AWS WAF integration design - Guidelines for Implementing AWS WAF

AWS WAF integration design

Depending on your application’s requirements, you must decide where to deploy AWS WAF. As mentioned previously, you can configure AWS WAF on Amazon CloudFront, Amazon API Gateway, Application Load Balancer, and AWS AppSync. For all public facing web applications, AWS recommends deploying AWS WAF with CloudFront for the best security posture, unless you have constraints that require otherwise.

CloudFront can be used for both dynamic and static content. By default, CloudFront blocks non-HTTP(S) traffic and malformed HTTP requests, and provides inline DDoS protection for attacks at network Layers 3 and 4 with sub-second time-to-mitigation. CloudFront employs advanced DDoS protections, such as stateless SYN Flood mitigation and automated traffic engineering systems that can disperse or isolate the impact of large volumetric attacks on the CloudFront Global Edge Network, most effectively when deployed in conjunction with Amazon Route 53. If your application is hosted outside of AWS, CloudFront provides a seamless way to use the AWS global network to stop threats before they reach your data centers.

For applications with an additional level of requirements, you might choose to implement a layered WAF model by using AWS WAF in conjunction with another WAF offering at the origin providing or load-balancing your service.

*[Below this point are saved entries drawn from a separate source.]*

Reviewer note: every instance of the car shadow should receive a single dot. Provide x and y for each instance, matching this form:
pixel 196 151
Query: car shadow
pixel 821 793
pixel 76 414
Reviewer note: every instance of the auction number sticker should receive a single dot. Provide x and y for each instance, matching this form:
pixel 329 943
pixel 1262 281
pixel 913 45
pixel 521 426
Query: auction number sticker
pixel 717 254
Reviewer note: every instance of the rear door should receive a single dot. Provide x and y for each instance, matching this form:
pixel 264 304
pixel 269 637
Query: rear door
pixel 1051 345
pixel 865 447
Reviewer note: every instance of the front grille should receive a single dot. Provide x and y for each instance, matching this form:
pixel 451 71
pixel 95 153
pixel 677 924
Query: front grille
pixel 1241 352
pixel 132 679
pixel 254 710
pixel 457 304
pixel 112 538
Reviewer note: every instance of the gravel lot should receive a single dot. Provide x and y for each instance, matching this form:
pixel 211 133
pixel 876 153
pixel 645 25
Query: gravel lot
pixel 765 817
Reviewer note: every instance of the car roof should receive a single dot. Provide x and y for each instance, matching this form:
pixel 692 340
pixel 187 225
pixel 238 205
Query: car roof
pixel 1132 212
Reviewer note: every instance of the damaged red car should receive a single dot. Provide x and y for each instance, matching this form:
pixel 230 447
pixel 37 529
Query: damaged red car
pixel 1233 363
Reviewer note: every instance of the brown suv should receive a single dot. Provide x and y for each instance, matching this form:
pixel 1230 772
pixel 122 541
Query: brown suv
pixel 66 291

For example, you might want to inspect responses returned by the origin. In this case, you can use AWS WAF to inspect incoming requests to CloudFront at the edge, and use an appliance-based WAF to inspect incoming requests and outgoing responses from your origin. Some appliance-based WAFs have the ability, when they detect attack traffic, to synthesis rules for the AWS WAF and push them into your AWS WAF rule set, if configured appropriately and given an IAM role with appropriate allowed actions.

Another example, is protecting multiple applications on a single domain served by CloudFront. You can use AWS WAF on CloudFront for common IP and IP geolocation- based blocking at the edge, and deploy additional AWS WAF capability on each of your Application Load Balancers for application-specific rules.